A speculative office park on a greenfield site is not where you’d expect to find a radical approach to heating and cooling. Indeed, the first phase of the Easter Group’s 35-hectare Business and Technology Park at Butterfield, Luton, by Hamilton Associates may look like no more than conventional corporate architecture, but its predicted annual CO2 emissions are a respectable at 27.5kg/m2.
This low figure is the result of an intelligent combination of off-the-shelf materials, a carefully considered natural ventilation strategy, and an innovative system that includes up to 80m runs of underground concrete pipes which replace conventional air conditioning. Paul Hartley of Hamilton Associates insists this system is nothing new. ‘The technology is very mundane,’ he says. ‘It’s basically what the Romans were doing 2,000 years ago.’

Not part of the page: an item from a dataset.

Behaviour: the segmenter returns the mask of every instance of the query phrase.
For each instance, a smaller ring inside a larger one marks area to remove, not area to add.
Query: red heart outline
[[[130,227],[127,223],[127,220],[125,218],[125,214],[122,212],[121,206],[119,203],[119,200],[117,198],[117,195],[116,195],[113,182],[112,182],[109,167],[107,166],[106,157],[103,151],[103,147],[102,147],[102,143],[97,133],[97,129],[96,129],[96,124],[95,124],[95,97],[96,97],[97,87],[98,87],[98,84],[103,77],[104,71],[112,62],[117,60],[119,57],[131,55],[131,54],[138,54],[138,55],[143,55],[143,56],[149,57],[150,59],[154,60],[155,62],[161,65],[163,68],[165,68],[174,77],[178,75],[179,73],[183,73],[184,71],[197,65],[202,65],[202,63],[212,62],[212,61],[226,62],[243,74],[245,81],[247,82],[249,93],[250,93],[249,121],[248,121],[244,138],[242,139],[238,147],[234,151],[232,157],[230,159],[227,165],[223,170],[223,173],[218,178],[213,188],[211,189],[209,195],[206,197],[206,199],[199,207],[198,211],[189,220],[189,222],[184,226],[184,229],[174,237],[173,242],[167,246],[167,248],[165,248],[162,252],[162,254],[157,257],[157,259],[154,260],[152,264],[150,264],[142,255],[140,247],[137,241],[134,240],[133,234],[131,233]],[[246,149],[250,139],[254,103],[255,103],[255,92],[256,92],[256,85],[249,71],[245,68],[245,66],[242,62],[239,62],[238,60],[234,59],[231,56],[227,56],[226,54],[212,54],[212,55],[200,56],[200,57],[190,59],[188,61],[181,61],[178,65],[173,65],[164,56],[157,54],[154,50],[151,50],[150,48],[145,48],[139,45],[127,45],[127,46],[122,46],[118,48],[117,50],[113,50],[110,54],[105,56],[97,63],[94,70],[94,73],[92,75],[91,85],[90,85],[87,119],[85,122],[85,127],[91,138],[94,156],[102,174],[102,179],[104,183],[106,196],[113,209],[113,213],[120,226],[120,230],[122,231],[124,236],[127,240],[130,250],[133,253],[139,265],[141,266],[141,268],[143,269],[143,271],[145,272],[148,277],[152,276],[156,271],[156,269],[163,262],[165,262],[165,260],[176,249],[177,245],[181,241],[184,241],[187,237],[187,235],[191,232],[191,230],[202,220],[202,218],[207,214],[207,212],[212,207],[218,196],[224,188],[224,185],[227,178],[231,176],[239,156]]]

Phase 1 of the scheme, entitled The Village, was completed in August and comprises approximately 1,700m2 of office space in five buildings. It has since achieved a BREEAM ‘Excellent’ rating. The environmental agenda for the site was led by the client and its service engineer, Atelier Ten, who spent a year researching and costing various options for the site, which included photovoltaics, wind turbines and a CHP plant. In the end, capital intensive renewables were ditched in favour of a concrete structure for thermal mass, and natural ventilation.